Donaueschinger Musiktage 2001 | Werkbeschreibung

Werke des Jahres 2001: "Polis, Wachs und Pomade"

Stand
Autor/in
Sven-Åke Johannson

Die Kachel

ist vielfältig anbringbar. Sie erzeugt, wenn auch sie in sich gemustert ist, horizontal/vertikal/diagonal angebracht, ein größeres Muster. "Pausen" entstehen: sodann ein langsamer Rhythmus, dichter gesetzt ein schnellerer. Seit Urzeiten hat die Menschheit mit diesen Mosaiksteinen, (hoch diffizil u.a. auf der iberischen Halbinsel) sich Ausdruck verschafft. Die Kachel ist kantig, meist quadratisch, kann aber in den Zusammenfügungen ganz weiche Gesamtmuster ergeben. Sie spricht zum Auge, man liest sie aber anders als "Sprache", sie ist auch kein Kunstwerk und bietet doch Einsicht in die geheimnisvollsten und abstraktesten Gedankengänge der Menschen. Sie kann sein wie gute Musik: hat Oberfläche, Patina, und lässt sich schlecht einzeln ersetzen durch "eine" Neue. Sie ist aber auch kein Gebrauchsgegenstand.

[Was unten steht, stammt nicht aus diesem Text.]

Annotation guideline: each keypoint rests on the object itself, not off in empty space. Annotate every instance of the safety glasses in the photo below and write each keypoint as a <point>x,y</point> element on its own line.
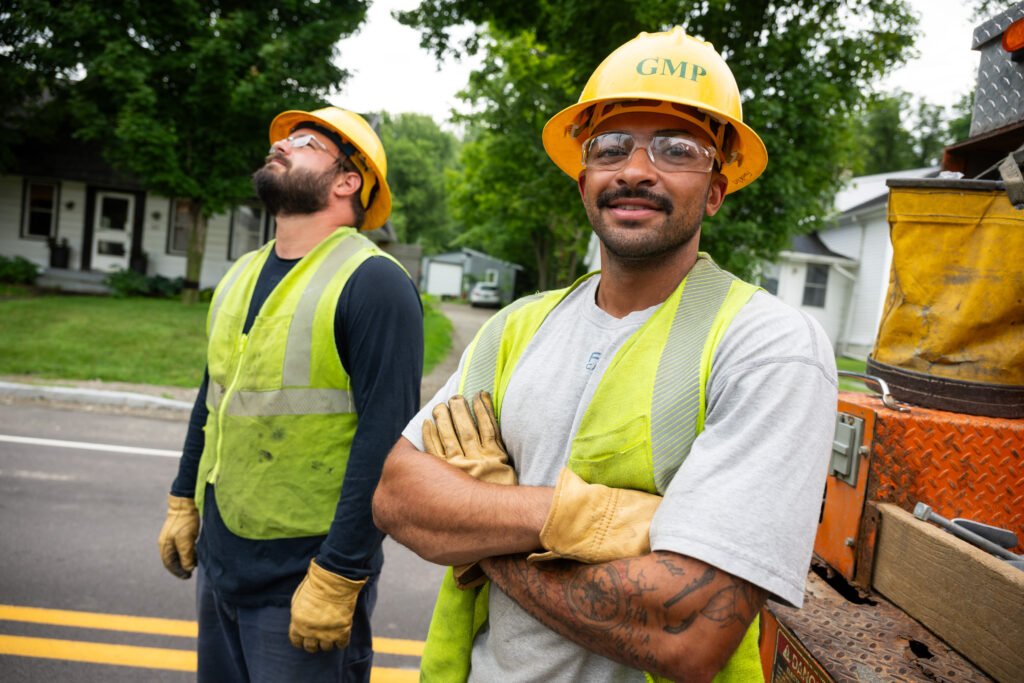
<point>301,141</point>
<point>675,153</point>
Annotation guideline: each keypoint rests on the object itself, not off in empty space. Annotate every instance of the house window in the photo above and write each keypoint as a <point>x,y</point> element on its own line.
<point>177,238</point>
<point>815,285</point>
<point>769,279</point>
<point>39,216</point>
<point>247,230</point>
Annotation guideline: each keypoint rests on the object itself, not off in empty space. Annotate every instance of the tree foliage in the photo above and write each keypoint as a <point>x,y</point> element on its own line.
<point>510,200</point>
<point>418,154</point>
<point>803,68</point>
<point>178,93</point>
<point>896,131</point>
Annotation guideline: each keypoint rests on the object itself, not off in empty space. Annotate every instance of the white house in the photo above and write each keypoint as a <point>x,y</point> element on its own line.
<point>101,222</point>
<point>859,232</point>
<point>454,273</point>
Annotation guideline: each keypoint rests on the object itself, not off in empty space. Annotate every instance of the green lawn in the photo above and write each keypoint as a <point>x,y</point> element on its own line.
<point>146,341</point>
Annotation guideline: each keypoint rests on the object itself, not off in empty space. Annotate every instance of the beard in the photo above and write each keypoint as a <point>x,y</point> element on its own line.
<point>630,241</point>
<point>289,193</point>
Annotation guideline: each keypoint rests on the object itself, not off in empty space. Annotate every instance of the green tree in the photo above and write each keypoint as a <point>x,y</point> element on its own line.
<point>895,132</point>
<point>179,93</point>
<point>803,68</point>
<point>883,142</point>
<point>511,201</point>
<point>418,154</point>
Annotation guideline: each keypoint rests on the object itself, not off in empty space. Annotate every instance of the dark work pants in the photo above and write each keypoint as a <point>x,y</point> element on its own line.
<point>250,644</point>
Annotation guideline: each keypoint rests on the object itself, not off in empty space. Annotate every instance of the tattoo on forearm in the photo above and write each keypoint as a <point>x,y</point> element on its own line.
<point>609,614</point>
<point>597,597</point>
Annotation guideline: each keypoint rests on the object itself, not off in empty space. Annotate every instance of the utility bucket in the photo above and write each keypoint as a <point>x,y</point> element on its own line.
<point>951,335</point>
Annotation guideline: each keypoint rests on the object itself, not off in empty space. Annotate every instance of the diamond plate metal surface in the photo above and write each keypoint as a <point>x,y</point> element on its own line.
<point>962,465</point>
<point>872,641</point>
<point>999,96</point>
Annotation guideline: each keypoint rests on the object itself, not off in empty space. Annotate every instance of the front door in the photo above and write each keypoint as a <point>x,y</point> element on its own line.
<point>112,230</point>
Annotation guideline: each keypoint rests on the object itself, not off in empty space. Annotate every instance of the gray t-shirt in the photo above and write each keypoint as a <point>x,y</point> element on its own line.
<point>747,498</point>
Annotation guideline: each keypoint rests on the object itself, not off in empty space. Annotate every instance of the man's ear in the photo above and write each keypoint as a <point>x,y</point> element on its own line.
<point>716,194</point>
<point>347,183</point>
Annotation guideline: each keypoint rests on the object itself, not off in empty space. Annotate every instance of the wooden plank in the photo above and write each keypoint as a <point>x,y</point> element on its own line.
<point>972,600</point>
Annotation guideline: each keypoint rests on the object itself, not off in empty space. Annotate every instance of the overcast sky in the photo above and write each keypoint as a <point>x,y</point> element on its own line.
<point>392,74</point>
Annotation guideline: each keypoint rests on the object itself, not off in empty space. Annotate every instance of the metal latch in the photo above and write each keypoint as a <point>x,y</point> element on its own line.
<point>846,447</point>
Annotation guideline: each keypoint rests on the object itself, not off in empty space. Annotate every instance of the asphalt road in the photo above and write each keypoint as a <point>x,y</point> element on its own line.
<point>82,500</point>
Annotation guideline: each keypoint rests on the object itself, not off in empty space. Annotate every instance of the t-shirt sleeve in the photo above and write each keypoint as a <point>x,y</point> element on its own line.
<point>747,499</point>
<point>379,333</point>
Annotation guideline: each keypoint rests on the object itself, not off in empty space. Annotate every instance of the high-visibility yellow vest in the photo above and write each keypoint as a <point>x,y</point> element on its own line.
<point>635,433</point>
<point>282,416</point>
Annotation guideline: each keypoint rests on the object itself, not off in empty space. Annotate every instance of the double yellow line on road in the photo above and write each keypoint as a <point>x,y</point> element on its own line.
<point>147,657</point>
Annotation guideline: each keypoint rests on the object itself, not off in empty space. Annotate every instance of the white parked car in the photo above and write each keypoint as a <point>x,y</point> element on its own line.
<point>485,294</point>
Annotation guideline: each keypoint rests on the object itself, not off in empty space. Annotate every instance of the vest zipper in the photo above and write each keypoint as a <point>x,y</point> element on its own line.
<point>222,409</point>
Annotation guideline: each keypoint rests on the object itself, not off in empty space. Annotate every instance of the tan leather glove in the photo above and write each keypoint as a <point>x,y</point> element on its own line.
<point>322,610</point>
<point>177,538</point>
<point>475,447</point>
<point>592,523</point>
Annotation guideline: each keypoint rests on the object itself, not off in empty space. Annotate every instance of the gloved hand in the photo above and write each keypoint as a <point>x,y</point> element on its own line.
<point>592,523</point>
<point>322,610</point>
<point>177,538</point>
<point>475,449</point>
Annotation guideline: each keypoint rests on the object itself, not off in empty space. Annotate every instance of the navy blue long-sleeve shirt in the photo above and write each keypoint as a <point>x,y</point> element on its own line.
<point>379,335</point>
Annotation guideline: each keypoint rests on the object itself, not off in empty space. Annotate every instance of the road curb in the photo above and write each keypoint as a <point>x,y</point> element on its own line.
<point>93,396</point>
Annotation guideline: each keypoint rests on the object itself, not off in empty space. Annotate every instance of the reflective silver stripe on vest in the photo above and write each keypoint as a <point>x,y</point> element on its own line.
<point>677,386</point>
<point>214,394</point>
<point>291,401</point>
<point>482,365</point>
<point>226,287</point>
<point>298,350</point>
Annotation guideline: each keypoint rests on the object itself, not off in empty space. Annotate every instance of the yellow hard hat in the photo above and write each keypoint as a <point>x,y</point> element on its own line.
<point>368,155</point>
<point>670,73</point>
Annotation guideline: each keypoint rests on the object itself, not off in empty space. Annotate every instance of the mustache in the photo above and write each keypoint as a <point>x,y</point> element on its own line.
<point>278,156</point>
<point>607,197</point>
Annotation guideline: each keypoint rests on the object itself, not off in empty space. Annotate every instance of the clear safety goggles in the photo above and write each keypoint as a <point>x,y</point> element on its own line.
<point>301,141</point>
<point>675,153</point>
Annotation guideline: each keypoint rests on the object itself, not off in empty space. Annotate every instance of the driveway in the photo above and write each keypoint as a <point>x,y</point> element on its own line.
<point>465,322</point>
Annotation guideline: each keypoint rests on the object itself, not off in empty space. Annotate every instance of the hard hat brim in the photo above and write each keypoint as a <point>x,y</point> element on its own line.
<point>565,151</point>
<point>380,207</point>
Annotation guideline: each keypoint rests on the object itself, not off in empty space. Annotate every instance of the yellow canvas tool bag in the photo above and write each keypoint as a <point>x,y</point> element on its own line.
<point>951,334</point>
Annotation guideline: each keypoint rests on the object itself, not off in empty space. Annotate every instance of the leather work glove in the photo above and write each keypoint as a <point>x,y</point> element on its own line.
<point>592,523</point>
<point>475,447</point>
<point>322,610</point>
<point>177,538</point>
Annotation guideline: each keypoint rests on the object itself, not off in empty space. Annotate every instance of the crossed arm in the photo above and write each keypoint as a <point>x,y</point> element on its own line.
<point>662,612</point>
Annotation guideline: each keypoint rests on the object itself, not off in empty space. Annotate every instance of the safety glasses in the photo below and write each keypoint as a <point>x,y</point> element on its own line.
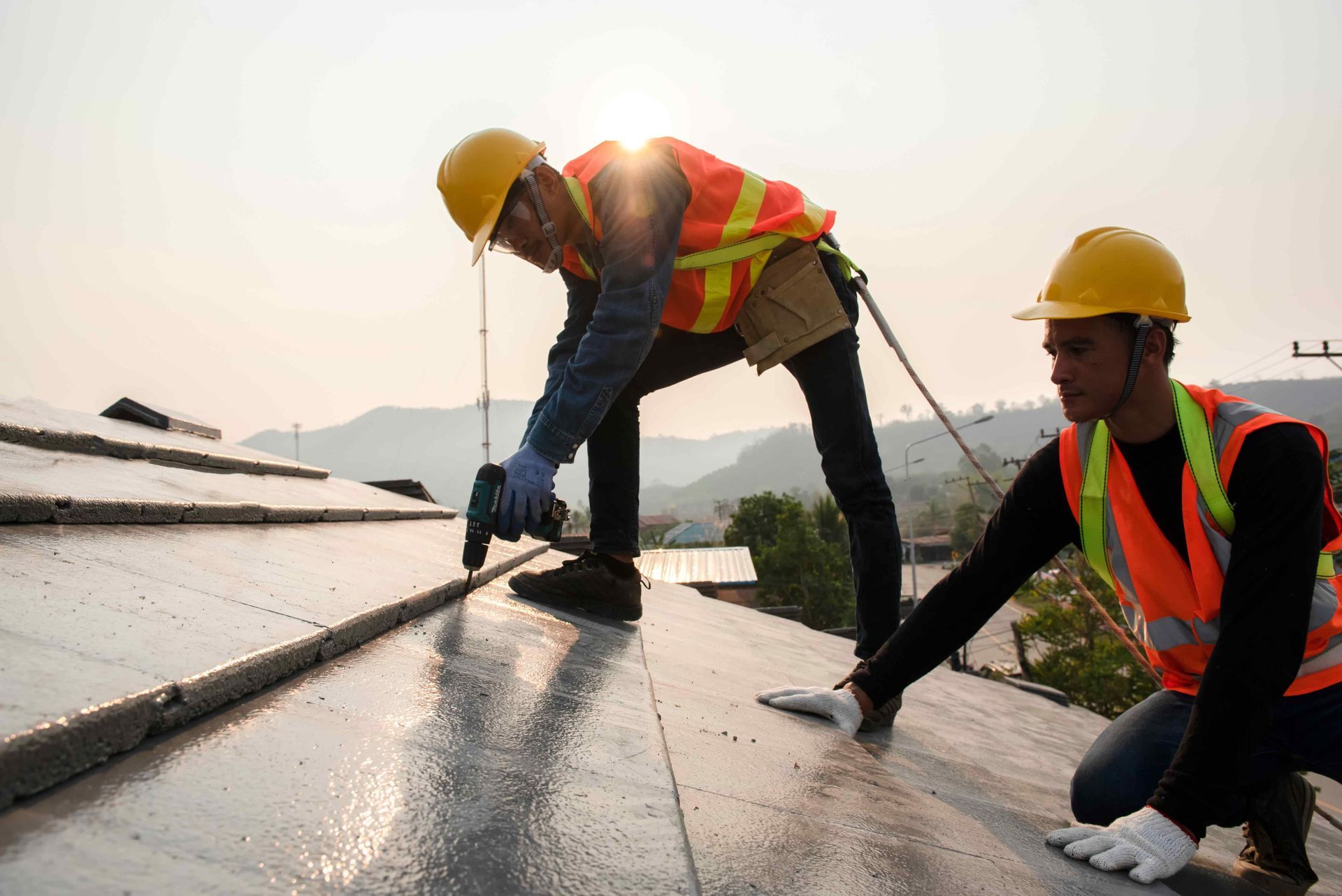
<point>514,224</point>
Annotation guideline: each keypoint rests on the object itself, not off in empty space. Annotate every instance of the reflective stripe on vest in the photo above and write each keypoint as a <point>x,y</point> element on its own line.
<point>1176,614</point>
<point>722,249</point>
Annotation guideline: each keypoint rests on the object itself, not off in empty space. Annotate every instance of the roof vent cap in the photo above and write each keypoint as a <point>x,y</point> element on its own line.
<point>159,417</point>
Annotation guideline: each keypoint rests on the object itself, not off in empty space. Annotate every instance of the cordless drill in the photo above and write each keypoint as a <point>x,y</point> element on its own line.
<point>482,518</point>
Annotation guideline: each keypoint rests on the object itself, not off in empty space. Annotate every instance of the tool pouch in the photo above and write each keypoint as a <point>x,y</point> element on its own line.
<point>792,308</point>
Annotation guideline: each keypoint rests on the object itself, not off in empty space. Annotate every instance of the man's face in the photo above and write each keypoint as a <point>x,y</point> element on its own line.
<point>1090,365</point>
<point>520,233</point>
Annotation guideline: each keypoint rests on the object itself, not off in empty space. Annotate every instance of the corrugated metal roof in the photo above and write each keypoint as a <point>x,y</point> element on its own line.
<point>720,565</point>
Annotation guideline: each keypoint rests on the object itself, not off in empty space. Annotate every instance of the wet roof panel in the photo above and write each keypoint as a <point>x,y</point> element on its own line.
<point>484,744</point>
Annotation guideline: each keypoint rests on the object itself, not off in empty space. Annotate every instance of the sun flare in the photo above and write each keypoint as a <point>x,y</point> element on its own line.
<point>633,118</point>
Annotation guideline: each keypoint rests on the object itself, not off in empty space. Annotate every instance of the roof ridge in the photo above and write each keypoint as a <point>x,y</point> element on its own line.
<point>87,443</point>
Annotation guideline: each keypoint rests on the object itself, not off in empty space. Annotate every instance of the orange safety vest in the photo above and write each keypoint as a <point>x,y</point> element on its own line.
<point>735,220</point>
<point>1174,607</point>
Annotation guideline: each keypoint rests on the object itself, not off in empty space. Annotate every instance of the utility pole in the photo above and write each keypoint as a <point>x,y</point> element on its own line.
<point>913,553</point>
<point>484,401</point>
<point>1332,356</point>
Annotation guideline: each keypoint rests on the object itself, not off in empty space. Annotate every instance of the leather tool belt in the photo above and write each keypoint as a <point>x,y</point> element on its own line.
<point>792,308</point>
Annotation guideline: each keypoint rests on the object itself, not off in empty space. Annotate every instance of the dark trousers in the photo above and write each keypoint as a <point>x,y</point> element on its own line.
<point>831,380</point>
<point>1125,763</point>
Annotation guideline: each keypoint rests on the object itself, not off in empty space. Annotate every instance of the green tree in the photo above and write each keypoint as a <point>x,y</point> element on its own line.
<point>967,529</point>
<point>1081,656</point>
<point>795,563</point>
<point>755,525</point>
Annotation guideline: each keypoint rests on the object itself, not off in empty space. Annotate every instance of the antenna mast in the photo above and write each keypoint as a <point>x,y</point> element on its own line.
<point>484,401</point>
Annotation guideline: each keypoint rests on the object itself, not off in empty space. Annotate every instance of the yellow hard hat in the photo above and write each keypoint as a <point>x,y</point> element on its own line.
<point>1111,270</point>
<point>475,176</point>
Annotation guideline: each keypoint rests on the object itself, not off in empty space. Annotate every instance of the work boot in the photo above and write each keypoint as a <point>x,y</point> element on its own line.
<point>592,582</point>
<point>882,716</point>
<point>1278,823</point>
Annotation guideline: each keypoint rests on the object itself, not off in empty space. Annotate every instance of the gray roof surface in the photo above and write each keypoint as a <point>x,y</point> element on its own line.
<point>485,744</point>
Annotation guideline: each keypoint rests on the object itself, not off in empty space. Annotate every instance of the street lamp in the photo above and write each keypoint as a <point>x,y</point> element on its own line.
<point>944,432</point>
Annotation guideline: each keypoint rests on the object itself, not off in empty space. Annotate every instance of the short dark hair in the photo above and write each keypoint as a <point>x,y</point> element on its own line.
<point>1126,324</point>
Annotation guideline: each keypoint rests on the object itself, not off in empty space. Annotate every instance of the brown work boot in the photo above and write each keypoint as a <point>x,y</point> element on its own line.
<point>591,582</point>
<point>882,716</point>
<point>1274,858</point>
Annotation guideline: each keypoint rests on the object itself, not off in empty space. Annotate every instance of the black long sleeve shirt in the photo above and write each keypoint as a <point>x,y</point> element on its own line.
<point>1276,490</point>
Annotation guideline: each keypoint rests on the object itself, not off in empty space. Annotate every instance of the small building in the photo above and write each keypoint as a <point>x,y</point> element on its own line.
<point>932,549</point>
<point>725,573</point>
<point>693,534</point>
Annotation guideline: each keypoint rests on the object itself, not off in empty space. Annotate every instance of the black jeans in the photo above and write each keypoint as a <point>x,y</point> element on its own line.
<point>1127,760</point>
<point>831,380</point>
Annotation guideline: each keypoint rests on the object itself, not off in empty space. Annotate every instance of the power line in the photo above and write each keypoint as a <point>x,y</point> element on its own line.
<point>1225,379</point>
<point>1262,372</point>
<point>1326,353</point>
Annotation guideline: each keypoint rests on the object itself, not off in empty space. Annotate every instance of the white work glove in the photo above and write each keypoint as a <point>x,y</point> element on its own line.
<point>1146,841</point>
<point>838,706</point>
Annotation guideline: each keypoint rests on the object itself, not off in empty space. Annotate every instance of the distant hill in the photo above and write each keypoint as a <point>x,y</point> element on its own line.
<point>685,477</point>
<point>442,448</point>
<point>788,459</point>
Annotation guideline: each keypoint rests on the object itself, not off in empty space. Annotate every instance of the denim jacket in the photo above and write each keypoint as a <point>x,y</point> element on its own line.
<point>640,203</point>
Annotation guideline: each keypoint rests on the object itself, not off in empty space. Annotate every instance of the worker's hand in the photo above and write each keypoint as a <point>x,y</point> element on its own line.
<point>1146,841</point>
<point>528,487</point>
<point>839,706</point>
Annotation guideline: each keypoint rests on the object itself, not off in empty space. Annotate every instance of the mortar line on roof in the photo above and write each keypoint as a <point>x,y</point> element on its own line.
<point>851,827</point>
<point>666,758</point>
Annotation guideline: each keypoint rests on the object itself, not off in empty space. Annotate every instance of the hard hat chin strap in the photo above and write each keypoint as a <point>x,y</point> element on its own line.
<point>1134,365</point>
<point>547,224</point>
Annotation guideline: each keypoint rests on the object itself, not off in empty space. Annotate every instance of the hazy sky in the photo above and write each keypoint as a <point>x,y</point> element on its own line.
<point>230,208</point>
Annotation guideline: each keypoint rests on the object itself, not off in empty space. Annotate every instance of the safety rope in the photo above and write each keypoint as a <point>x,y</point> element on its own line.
<point>992,483</point>
<point>1058,561</point>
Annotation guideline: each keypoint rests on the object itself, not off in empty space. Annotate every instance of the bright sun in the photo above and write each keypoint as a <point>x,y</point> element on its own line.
<point>633,117</point>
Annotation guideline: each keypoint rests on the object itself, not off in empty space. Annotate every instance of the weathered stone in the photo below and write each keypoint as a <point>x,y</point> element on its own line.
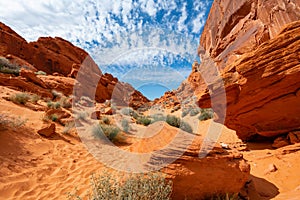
<point>48,130</point>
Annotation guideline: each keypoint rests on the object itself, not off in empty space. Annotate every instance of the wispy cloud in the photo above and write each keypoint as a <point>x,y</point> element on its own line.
<point>116,33</point>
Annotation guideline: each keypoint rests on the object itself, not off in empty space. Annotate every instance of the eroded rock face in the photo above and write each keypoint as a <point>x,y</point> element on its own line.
<point>243,41</point>
<point>263,88</point>
<point>237,27</point>
<point>60,58</point>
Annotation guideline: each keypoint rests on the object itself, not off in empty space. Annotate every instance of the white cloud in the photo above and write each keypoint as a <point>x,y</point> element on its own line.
<point>181,22</point>
<point>199,22</point>
<point>116,25</point>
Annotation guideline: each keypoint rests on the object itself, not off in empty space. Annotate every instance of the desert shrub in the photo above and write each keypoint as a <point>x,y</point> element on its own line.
<point>53,117</point>
<point>69,126</point>
<point>157,117</point>
<point>40,73</point>
<point>125,125</point>
<point>53,105</point>
<point>56,94</point>
<point>81,115</point>
<point>104,130</point>
<point>7,121</point>
<point>24,97</point>
<point>129,112</point>
<point>152,186</point>
<point>105,120</point>
<point>9,68</point>
<point>143,120</point>
<point>185,112</point>
<point>20,98</point>
<point>186,127</point>
<point>206,113</point>
<point>195,111</point>
<point>34,98</point>
<point>65,102</point>
<point>86,101</point>
<point>173,120</point>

In mancher der neu zu schaffenden Musik erkenne ich Merkmale der Anordnung der Kachellegung/-gestaltung: keine schwungvoll expressiven Pinselgesten, sondern sich verzahnende Muster, auch das reine Badezimmer ist mit den "leisesten" "Nichtmal-Mustern", sondern minimal veränderten Weisschichtungen oder Patinaungleichheiten (als Kernraum einer Wohnung) vertreten.

Auch als Stapel (unangebracht) ist die Kachel schon imaginär als Fläche (angebracht) zu lesen: Wiederholungsmuster oder Repetitionen in der Musik geben oft in der Vorstellung den gleichen "Effekt" von endlosen Weiten und Unbegrenztheit. Die Kachel in der Reihe oder Fläche ergibt keine Partitur, sie ist aber oft, wie die Musik selbst sein soll: ausdrucksvoll, aber nicht expressiv, ausschnitthaft "kantig", abstrakt da, wo der Mensch Naturalismen, Romantizismen bevorzugt. Er gibt sich mit der Kachel der Abstraktion fast unbewusst hin: Repetition, Wiederholung, Pausen, Verdichtung: Parameter, die scheinbar sonst nicht wesentlich für ihn sind. So auch in der Musik: Material, Figuren geordnet, wie oben erwähnt, ergeben eine übersetzte, konkrete Form der Umwelt, die die tatsächliche Musik ist. Nur verzaubert, abstrahiert und verwandelt erreicht sie den (Zu)Hörer!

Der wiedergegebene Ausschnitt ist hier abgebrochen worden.